# Trimming uniformly random input for elliptic curve private keys

Imagine there is 256-bit uniform input from CSPRNG. Suppose there is a curve like secp256r1 whose curve order is slightly less than 256 bits.

We cannot just mod(input, curve_order) because it will introduce modulo bias. What if we trim 256 bits to 255 bits which is less than curve order? Then all values within 255 bits will have an equal chance of appearance.

ed25519 seems to do exactly that, with their ~252-bit curve order - they adjust 3 bits.

Rejection sampling from NIST SP 800-56A rev 3, section 5.6.1.2.2 is not constant-time, so looking for something simpler.

Additional question: What if we also adjust last 1 bit so that keys 0 and 1 will never appear by using |= 2 that will force them to always be 1 (the same way we always force beginning to be 0?

• Why is it important for the entire process to be constant-time? It's important to test each random number for being in range in constant time, but I can't see a reason that it would be a problem to have to loop an indeterminate number of times. Commented Jan 27, 2022 at 16:28
• This is for simplicity only - not for "constant timeness" in its traditional / security sense. Commented Jan 27, 2022 at 16:58
• Note that for the technique I've described in my answer, if you always loop 29 times, that will only fail to be enough iterations $1$ in every $2^{128}$ attempts.
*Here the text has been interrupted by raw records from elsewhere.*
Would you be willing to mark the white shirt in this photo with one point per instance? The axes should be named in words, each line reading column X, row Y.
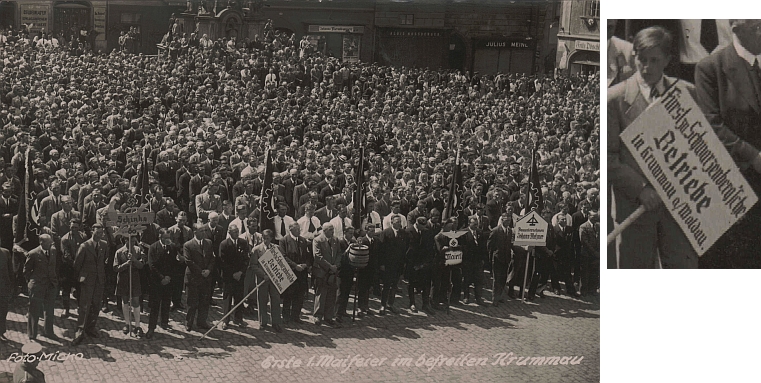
column 339, row 233
column 304, row 225
column 278, row 220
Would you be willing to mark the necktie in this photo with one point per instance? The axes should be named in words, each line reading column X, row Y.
column 709, row 36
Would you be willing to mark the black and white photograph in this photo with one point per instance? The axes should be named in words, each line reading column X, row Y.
column 683, row 159
column 343, row 190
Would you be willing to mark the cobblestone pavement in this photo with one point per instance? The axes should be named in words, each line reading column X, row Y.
column 472, row 343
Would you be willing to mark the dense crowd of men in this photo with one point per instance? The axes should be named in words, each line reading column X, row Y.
column 205, row 118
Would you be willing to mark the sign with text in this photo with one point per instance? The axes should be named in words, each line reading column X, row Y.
column 277, row 269
column 336, row 29
column 689, row 167
column 531, row 230
column 36, row 15
column 587, row 45
column 99, row 15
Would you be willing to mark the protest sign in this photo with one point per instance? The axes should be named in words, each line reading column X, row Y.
column 686, row 163
column 277, row 269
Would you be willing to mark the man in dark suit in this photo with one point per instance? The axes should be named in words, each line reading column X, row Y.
column 161, row 265
column 419, row 263
column 655, row 234
column 295, row 249
column 500, row 246
column 394, row 243
column 198, row 255
column 729, row 94
column 40, row 271
column 367, row 275
column 89, row 265
column 473, row 256
column 233, row 252
column 8, row 208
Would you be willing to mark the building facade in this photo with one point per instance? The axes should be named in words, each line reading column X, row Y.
column 486, row 36
column 579, row 37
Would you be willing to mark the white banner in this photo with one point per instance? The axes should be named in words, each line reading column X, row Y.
column 277, row 269
column 689, row 167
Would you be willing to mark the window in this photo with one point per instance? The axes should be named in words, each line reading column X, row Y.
column 594, row 8
column 130, row 18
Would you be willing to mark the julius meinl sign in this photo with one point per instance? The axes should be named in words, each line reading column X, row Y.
column 689, row 167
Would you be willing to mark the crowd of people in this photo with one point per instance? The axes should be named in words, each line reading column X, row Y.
column 205, row 119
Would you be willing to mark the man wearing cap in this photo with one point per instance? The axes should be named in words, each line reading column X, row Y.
column 40, row 271
column 89, row 266
column 26, row 371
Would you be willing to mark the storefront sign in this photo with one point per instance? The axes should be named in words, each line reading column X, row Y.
column 696, row 178
column 336, row 29
column 587, row 45
column 38, row 15
column 351, row 48
column 100, row 22
column 504, row 44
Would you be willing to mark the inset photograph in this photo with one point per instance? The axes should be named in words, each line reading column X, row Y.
column 684, row 170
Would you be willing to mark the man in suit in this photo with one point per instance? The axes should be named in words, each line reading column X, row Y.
column 327, row 258
column 208, row 201
column 394, row 244
column 7, row 289
column 367, row 275
column 656, row 233
column 620, row 57
column 267, row 291
column 40, row 271
column 179, row 233
column 729, row 94
column 198, row 255
column 500, row 246
column 295, row 249
column 89, row 265
column 162, row 263
column 419, row 263
column 327, row 212
column 8, row 208
column 233, row 253
column 68, row 278
column 590, row 254
column 473, row 256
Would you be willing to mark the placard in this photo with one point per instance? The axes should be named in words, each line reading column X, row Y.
column 689, row 167
column 531, row 230
column 277, row 269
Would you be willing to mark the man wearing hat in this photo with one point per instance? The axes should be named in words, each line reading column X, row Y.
column 26, row 370
column 89, row 266
column 40, row 270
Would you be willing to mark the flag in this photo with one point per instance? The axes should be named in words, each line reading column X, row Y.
column 455, row 202
column 534, row 188
column 359, row 193
column 28, row 232
column 266, row 209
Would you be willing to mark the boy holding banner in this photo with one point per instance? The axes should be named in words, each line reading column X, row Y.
column 655, row 235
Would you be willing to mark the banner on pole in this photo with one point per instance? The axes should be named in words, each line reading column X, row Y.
column 277, row 269
column 689, row 167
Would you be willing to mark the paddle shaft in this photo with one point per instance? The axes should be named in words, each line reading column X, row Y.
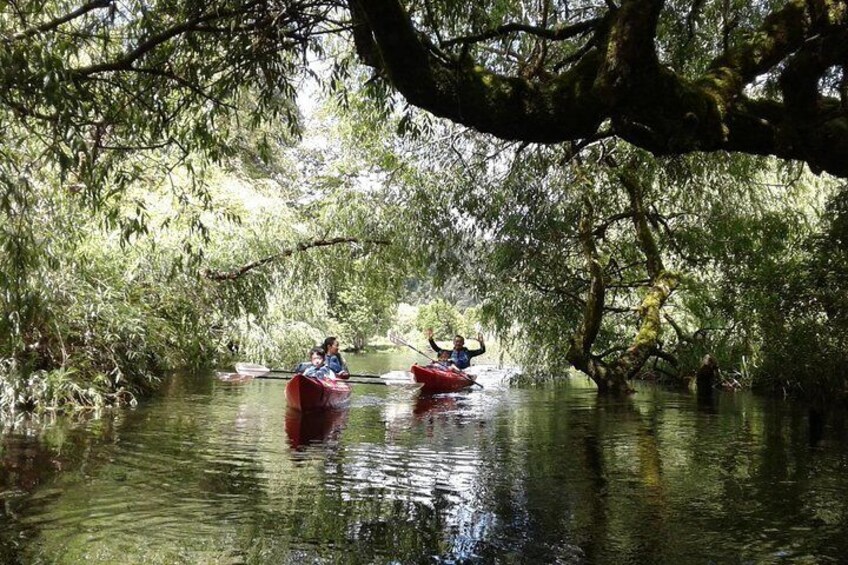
column 355, row 375
column 397, row 339
column 290, row 374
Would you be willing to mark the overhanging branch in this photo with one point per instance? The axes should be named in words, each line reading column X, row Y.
column 300, row 247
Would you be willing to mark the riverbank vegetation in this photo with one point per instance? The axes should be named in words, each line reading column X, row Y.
column 166, row 205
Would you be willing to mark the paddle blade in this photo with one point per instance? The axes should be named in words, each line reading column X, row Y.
column 252, row 369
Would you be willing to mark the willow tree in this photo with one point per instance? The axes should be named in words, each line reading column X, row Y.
column 669, row 77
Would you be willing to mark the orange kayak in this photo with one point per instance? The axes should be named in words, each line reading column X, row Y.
column 308, row 393
column 440, row 380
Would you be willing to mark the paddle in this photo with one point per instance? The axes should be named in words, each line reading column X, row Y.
column 262, row 372
column 251, row 368
column 396, row 339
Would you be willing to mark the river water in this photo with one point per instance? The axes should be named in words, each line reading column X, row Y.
column 214, row 471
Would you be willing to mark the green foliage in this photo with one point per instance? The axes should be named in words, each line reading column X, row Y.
column 445, row 320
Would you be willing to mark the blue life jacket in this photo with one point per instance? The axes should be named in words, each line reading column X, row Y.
column 461, row 358
column 334, row 363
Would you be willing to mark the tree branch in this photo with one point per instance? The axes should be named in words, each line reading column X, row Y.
column 54, row 23
column 232, row 275
column 555, row 34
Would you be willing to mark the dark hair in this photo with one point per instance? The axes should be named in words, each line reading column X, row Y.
column 328, row 342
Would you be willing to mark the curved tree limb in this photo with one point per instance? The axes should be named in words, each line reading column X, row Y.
column 300, row 247
column 620, row 80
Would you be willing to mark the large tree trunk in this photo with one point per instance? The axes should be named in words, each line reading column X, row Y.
column 614, row 378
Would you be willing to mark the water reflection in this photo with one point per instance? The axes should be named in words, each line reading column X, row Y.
column 304, row 428
column 220, row 472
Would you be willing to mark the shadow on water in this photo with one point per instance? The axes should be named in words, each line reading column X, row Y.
column 220, row 472
column 305, row 428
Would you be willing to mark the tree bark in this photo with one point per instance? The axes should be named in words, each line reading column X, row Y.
column 620, row 79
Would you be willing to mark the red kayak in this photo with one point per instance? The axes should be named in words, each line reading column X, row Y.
column 440, row 380
column 308, row 393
That would qualify as constant-time but I assume would not qualify as "simple" as per your requirement. I can't see any other way to have a truly unbiased scalar. Commented Jan 27, 2022 at 17:05

For the ed25519 curve, the order $$\ell$$ of the group of the base point is $$2^{252}+27742317777372353535851937790883648493$$.
In order to generate an unbiased random number less than $$\ell$$, we first determine that the maximum multiple of $$\ell$$ that can fit into 32 bytes is $$15$$.
To generate the unbiased random number, we repeatedly generate a random 32-byte sequence and test if it is less than $$15\ell$$. Once we find such a number, we can then reduce this number $$mod\ \ell$$ without introducing modulo bias. The probability of finding a suitable random number on the first iteration is approx. 94%.
The same technique applies to secp256r1, where you would use $$3 \ell$$ instead of $$15\ell$$ due to the order of the group of the base point for secp256r1 being larger (see 2.4.2 Recommended Parameters secp256r1). The probability of finding a suitable random number on the first iteration is approx. 95%.